In contrast, Mayr argues that it is necessary to treat the entire genotype as a unified complex of interacting parts. He traces this back to Darwin’s concept of correlation of growth, formulated in the Origin of Species, as the observation “that the whole organization is so tied together during its growth and development, that when slight variations in any part occur, and are accumulated through natural selection, other parts become modified.” Mayr brings in several different manifestations of the cohesion of the genotype, including Lerner’s concept of genetic homeostasis, the tendency for a population to loose some or most of an artificially selected trait when the selection pressure is removed; and the often-observed narrowness of hybrid zones, in which gene flow between two species that have come into contact with each other does not extend beyond a narrow band surrounding the area of cross-mating.

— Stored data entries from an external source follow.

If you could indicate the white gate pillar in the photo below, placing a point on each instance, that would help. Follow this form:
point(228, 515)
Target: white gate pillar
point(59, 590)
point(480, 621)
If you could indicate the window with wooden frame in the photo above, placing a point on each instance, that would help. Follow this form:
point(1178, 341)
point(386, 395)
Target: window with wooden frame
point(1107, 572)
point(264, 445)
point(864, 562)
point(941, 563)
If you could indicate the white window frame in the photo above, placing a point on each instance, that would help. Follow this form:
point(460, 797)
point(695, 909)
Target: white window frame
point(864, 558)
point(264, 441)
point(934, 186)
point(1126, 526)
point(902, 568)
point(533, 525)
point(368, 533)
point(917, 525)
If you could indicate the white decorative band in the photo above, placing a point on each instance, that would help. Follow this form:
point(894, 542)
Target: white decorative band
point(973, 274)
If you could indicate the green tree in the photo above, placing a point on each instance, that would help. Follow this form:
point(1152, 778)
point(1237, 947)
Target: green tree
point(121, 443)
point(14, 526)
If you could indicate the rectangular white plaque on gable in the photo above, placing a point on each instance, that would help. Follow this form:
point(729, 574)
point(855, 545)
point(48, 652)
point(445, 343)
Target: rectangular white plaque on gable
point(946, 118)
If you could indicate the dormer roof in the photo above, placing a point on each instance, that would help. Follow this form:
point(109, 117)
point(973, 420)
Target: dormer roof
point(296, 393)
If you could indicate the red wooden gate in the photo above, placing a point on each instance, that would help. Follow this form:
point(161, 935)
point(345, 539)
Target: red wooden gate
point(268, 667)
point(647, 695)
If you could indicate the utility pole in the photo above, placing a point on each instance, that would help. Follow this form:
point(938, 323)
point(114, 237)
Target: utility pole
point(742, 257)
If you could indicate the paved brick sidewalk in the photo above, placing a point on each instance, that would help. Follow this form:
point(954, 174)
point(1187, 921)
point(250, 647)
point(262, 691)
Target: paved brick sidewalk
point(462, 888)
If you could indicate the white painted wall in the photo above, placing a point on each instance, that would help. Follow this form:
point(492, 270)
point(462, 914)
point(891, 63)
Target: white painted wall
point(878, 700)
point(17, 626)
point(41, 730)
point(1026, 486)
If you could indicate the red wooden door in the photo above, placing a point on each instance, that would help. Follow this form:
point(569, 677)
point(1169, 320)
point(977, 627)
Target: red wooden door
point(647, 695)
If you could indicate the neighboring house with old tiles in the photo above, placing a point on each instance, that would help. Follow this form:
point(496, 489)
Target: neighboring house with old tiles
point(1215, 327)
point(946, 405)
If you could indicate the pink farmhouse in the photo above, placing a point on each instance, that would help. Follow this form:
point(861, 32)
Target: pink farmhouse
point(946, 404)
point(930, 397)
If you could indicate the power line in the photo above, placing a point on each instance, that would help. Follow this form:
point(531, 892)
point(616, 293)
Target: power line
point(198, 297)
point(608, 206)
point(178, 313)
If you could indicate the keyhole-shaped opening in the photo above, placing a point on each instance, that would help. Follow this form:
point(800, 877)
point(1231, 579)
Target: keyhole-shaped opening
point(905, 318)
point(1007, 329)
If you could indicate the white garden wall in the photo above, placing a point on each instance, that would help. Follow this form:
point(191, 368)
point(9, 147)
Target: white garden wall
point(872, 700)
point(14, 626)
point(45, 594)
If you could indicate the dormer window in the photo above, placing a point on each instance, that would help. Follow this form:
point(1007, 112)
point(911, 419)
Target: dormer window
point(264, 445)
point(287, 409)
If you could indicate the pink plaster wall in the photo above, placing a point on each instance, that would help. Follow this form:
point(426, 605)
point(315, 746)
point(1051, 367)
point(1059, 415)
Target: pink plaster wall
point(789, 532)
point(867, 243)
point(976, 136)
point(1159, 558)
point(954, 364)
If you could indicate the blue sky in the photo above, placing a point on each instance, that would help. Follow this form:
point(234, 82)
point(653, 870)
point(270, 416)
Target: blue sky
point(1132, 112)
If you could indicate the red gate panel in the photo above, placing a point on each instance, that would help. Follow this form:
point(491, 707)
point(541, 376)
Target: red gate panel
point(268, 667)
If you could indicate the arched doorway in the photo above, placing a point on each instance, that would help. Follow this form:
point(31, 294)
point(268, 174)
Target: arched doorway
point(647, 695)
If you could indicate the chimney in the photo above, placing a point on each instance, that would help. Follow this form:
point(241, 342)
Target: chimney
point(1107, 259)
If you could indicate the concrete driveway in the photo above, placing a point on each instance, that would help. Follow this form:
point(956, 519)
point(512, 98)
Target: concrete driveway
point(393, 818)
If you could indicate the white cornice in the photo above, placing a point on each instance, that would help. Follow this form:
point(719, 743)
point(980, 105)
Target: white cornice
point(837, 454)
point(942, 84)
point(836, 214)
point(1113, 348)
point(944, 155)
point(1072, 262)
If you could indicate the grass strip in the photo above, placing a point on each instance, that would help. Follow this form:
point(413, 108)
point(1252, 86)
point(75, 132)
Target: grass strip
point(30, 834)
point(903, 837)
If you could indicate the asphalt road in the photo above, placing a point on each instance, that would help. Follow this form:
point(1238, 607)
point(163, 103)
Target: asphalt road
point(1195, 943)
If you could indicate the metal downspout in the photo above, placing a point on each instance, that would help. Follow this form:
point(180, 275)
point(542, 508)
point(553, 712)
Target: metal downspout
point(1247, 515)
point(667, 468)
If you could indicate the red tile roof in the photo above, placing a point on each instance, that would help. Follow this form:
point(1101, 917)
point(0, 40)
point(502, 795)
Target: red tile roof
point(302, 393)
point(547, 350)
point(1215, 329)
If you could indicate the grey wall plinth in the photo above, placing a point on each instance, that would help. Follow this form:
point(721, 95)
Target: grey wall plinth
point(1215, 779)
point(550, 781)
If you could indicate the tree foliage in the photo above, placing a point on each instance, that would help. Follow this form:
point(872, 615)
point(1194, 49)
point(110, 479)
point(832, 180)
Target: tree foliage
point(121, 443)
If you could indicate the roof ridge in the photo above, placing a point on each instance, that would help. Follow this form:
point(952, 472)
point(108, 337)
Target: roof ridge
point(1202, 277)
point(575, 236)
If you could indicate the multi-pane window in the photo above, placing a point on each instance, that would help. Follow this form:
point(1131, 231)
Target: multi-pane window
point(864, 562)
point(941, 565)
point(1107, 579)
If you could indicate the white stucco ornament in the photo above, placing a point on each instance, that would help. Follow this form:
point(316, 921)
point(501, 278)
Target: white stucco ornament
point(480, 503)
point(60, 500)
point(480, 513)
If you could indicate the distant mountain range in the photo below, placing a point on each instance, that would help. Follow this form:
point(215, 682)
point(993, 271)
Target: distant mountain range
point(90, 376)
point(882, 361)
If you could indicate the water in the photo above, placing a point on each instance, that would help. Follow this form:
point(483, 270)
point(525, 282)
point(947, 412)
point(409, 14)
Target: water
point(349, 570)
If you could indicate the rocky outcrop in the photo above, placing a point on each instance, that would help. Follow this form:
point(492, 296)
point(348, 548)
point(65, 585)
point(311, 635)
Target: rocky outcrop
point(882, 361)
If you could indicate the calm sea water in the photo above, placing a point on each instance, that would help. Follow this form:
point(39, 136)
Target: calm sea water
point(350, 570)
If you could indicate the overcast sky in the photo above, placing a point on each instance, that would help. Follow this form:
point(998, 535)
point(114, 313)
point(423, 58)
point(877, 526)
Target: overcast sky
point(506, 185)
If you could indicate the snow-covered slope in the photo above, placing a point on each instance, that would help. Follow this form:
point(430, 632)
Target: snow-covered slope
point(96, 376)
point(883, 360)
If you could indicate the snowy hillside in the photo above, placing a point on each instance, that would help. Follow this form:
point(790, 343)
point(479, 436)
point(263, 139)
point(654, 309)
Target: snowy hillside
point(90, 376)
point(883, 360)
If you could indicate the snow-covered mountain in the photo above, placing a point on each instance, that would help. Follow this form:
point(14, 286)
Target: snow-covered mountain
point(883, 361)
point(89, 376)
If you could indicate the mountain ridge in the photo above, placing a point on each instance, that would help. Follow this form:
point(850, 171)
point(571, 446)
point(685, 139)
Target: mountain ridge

He draws the following conclusions from these observations: “(1) Since the fitness of a gene depends in part on the success of its interaction with its genetic background, it is no longer possible to assign an absolute selective value to a gene. A gene has potentially as many selective values as it has possible genetic backgrounds; (2) The target of selection does not consist of single genes but rather of such components of the phenotype as the eye, the legs, the flower, the thermo-regulatory or photo-synthetic apparatus, etc. …”

The concept of the cohesion of the genotype is useful, because it helps us comprehend certain features of the biological world that would otherwise be difficult to explain. There are, for example, only a certain limited number of animal “types,” the Bauplane: invertebrates, vertebrates, insects, arachnids, etc., and species within each type share a remarkable degree of similarity (the finger bones in a bat wing and in the hand of a human, e.g.). Why is evolution so conservative? Mayr suggests that one possible explanation is that a major change in the underlying structure of an organism (for example, the addition of a new set of extremities) is usually so disruptive to the expression of the genotype as a whole that it is strongly selected against. “The same phenomenon is illustrated by the gill arches that still dominate the ontogeny of land-living vertebrates,” he notes. “It is obvious in all these cases that development is controlled by such a large number of interacting genes that the selection pressure to eliminate vestigial structures is less effective than the selection to maintain the efficiency of well established development pathways.”

The concept also helps explain the evidence of highly uneven rates of evolution (periods of relative stasis or gradual change followed by relatively rapid change). The unity of the genotype acts as a stabilizing force, resisting major evolutionary change, however this stability can be disrupted in certain situations such as the breakaway of “founder populations” (small populations that are separated from the population as a whole), which are confronted with new environmental conditions. [Mayr was really the first theorist to develop this concept, which he called “genetic revolutions,” though it has since become eclipsed by Gould and Eldridge’s more dubious theory of punctuated equilibria, which it is sometimes argued is in conflict with Darwin’s theory of natural selection].

For the moment I am simply throwing this concept out there, but hopefully I will develop these ideas in future posts. I think that it is highly significant that the lineage emerged first among Soviet scientists in the 1920s, pre-Lysenko and prior to the major phases of Stalinist repression. A serious examination of the work of these geneticists would be well worth the effort.